Concrete maturity is a crucial metric in the construction industry, providing insights into the strength and readiness of concrete for critical operations (i.e. stripping forms, stressing cables, etc.) The installation of sensors in concrete samples for maturity calibration is a technical process that varies depending on the region and the type of concrete sample used. In this blog, we will explore the differences in sensor installation procedures for 4×8-inch cylinders, 6×12-inch cylinders, and concrete cubes.
Understanding Concrete Maturity
Before delving into the installation process, it’s important to understand what concrete maturity is. It is a measure of how much a concrete mix has cured over time, factoring in the temperature history of the concrete. This is crucial because the strength of concrete is directly related to its maturity index which is typically a unit of degree hours or equivalent days.
Sensor Installation in Concrete Samples
1. 4×8 Inch Cylinders (Canada vs. US)
In Canada, 4×8-inch cylinders are filled in three layers, and each layer is rodded 25 times using a standard tamping rod. Sensors are typically inserted after the second layer is rodded. Contractors should approach the sensor placement with care at the center of the cylinder, both vertically and horizontally, to accurately measure the temperature throughout the curing process.
In contrast, the USA method involves filling the cylinder in two layers.

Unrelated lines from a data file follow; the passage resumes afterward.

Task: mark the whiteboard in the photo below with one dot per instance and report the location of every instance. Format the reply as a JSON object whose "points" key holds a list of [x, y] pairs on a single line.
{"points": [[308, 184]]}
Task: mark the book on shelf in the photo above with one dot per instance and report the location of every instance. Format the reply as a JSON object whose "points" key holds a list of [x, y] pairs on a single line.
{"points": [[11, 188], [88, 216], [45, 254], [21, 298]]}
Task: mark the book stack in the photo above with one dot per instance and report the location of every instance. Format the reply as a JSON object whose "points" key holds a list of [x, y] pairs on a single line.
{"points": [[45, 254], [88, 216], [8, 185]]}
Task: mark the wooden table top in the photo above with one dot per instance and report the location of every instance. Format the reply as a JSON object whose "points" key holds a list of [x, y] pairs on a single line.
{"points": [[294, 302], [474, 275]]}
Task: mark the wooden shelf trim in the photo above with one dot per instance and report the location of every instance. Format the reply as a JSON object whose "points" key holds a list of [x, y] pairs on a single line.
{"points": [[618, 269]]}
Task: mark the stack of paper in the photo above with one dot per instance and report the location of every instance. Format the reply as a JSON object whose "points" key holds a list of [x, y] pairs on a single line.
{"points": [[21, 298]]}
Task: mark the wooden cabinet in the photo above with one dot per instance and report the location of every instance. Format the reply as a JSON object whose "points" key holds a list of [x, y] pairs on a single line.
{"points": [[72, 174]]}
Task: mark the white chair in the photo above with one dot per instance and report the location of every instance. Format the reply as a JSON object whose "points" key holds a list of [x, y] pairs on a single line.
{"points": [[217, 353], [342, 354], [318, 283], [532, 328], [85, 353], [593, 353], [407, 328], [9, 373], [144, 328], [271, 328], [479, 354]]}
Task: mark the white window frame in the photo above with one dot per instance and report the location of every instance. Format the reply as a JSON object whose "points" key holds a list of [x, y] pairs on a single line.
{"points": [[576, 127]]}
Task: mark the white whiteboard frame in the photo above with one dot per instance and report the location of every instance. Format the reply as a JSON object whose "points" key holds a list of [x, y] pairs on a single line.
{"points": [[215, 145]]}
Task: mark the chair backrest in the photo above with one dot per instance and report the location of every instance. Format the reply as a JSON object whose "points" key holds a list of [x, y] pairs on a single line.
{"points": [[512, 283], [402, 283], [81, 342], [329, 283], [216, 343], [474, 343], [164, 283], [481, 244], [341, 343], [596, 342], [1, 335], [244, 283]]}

Each layer is rodded 25 times with a standard tamping rod. Unlike the Canadian method, contractors can place the sensor after rodding the first layer. Placement is critical for accurate readings and should be at the mid-height and mid-radius of the cylinder.
2. 6×12 Inch Cylinders
These larger samples follow a similar layering and tamping/rodding process as the 4×8-inch cylinders but require more material per layer. Due to their size, it is vital to ensure that contractors place the sensor at the geometric center of the 6×12-inch cylinder. The larger volume can lead to more significant temperature gradients, making accurate sensor placement even more crucial.
3. Concrete Cubes (6in x 6in x 6in)
Common in regions outside North America, concrete cubes are cast in steel or cast-iron moulds. The moulds are filled in 3 layers and are compacted 35 times per layer with a standard tamping rod. Sensors in cubes are typically placed after the cube is half-filled. The placement of the sensor should be central both in terms of height and the plan area of the cube.
In all the cases described above, the recommendation is to avoid rodding the last layer of concrete. Instead, using a rubber mallet one can consolidate the last layer to prevent pushing the sensor to the inner portion of the sample. This ensures that the measurement location remains central, capturing the hydration heat of the concrete sample for accurate maturity calibration purposes.
Incorporating Giatec’s SmartRock for Various Installation Techniques
SmartRock® is an advanced concrete sensor that offers versatility for different installation techniques. To use it, users must remember to activate the sensor before installation. Here’s how to use it for three specific installation methods:
One sensor in One Cylinder
1. Body + Temperature Probe:
Before placing the sensor in the cylinder, the temperature probe + body must be secured as one unit with the help of the installation strap. The sensor can now be placed in the geometric center of the concrete cylinder or cube.
2. Temperature Probe Only:
The temperature probe can be inserted into the concrete cylinder after the second layer has been placed. Contractors must ensure to place it at the mid-height of the cylinder for representative temperature profiling. The same principle applies to cubes as well.
One Sensor in Two Cylinders
3. Temperature Probe and Body in Two Respective Cylinders:
Overall, this method involves using one SmartRock sensor to monitor two cylinders simultaneously. The body is placed in one cylinder and the temperature probe in the other. This technique requires precise coordination to ensure that both components of the sensor are correctly positioned in their respective cylinders for accurate data collection. Additionally, it is imperative to secure both samples together through tape or other means. This will help avoid cable damage while transporting the samples from the initial to the final curing location (job site to the lab).
Considerations for Sensor Installation
- Accuracy:
- Contractors must accurately place the sensor at the center of the sample for precise readings.
- Secure Placement:
- Contractors must firmly secure the sensor to prevent displacement during the filling and compaction process.
Conclusion
The installation of sensors in concrete samples for maturity calibration is a nuanced process that varies based on regional practices and the dimensions of the concrete sample. Understanding these differences is vital for engineers and construction professionals to ensure accurate and reliable maturity readings. In sum, this knowledge not only contributes to the structural integrity of concrete constructions but also aids in the efficient management of curing time and resources.
References
- ASTM International. (2019). Standard Practice for Estimating Concrete Strength by the Maturity Method (ASTM C1074). ASTM International.
- ASTM International. (2019). Standard Practice for Making and Curing Concrete Test Specimens in the Field (ASTM C31/C31M-19). ASTM International.
- British Standards Institution. (2019). Testing hardened concrete – Part 2: Making and curing specimens for strength tests (BS EN 12390-2). BSI Standards Limited.